I’ve got another project that I’m currently trying to finish, but after that, I’m going to be happily swatching.
There is folly in loving your creations just a bit too much.
As this scarf was being blocked, I found myself checking in on it every five minutes just so that I could run my hands on the damp silky knit and admire its waves of delicate stitches. I tried lying down on it to feel it against my cheek, but I poked myself with a blocking pin. Later, I tripped and bent the blocking wire. Eventually, I had to remove myself from the apartment just so that I could be a normal productive human being and concentrate on the grading and writing I needed to do.

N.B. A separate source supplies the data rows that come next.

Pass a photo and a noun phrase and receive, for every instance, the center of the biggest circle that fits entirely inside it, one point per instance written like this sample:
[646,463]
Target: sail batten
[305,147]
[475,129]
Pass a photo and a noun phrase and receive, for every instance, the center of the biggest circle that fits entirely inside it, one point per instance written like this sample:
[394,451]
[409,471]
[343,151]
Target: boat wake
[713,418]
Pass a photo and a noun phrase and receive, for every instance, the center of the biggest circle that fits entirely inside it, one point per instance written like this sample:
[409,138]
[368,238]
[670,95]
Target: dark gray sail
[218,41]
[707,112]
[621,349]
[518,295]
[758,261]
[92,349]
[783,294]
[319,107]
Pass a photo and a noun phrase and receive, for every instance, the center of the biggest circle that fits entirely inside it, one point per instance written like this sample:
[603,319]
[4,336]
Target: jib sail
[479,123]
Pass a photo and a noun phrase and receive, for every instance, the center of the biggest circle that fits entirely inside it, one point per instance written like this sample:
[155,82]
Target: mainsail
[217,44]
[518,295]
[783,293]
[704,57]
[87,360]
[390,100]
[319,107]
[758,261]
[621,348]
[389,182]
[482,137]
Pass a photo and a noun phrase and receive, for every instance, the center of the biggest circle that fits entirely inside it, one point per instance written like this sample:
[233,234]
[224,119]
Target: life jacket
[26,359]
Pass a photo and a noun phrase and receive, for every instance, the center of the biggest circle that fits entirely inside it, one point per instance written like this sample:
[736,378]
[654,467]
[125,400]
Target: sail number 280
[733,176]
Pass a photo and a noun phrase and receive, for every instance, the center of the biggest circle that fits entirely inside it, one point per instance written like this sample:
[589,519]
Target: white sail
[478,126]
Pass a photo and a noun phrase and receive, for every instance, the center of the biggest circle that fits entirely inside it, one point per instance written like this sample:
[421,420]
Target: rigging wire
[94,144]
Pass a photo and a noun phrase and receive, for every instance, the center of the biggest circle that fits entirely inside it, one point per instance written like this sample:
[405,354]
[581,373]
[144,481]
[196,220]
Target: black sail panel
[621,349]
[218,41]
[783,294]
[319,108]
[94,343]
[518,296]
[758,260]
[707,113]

I love this scarf in all its various metamorphoses–when it was still a beautifully dyed silky braid from Wooly Wonka and then as it transformed into a glimmering skein of gold and pinks. And as it knitted up into warm puffy ripples, I was almost tempted to leave it unblocked. Now that it has been blocked, I love how airy and light it is. This was also the first time I tried this scrunch stitch, which is the same on both sides and perfect for scarves. Though this pattern is based on the waved shawl pattern by Carol Beckerich, it was only after having read Lynne Barr’s Reversible Knitting, a creative collection of stitch patterns and funky unexpected patterns, that I got the confidence to play and make some modifications.
I’m definitely a hot-weather girl, but this scarf made me long for the grey windy days of the Pacific Northwest.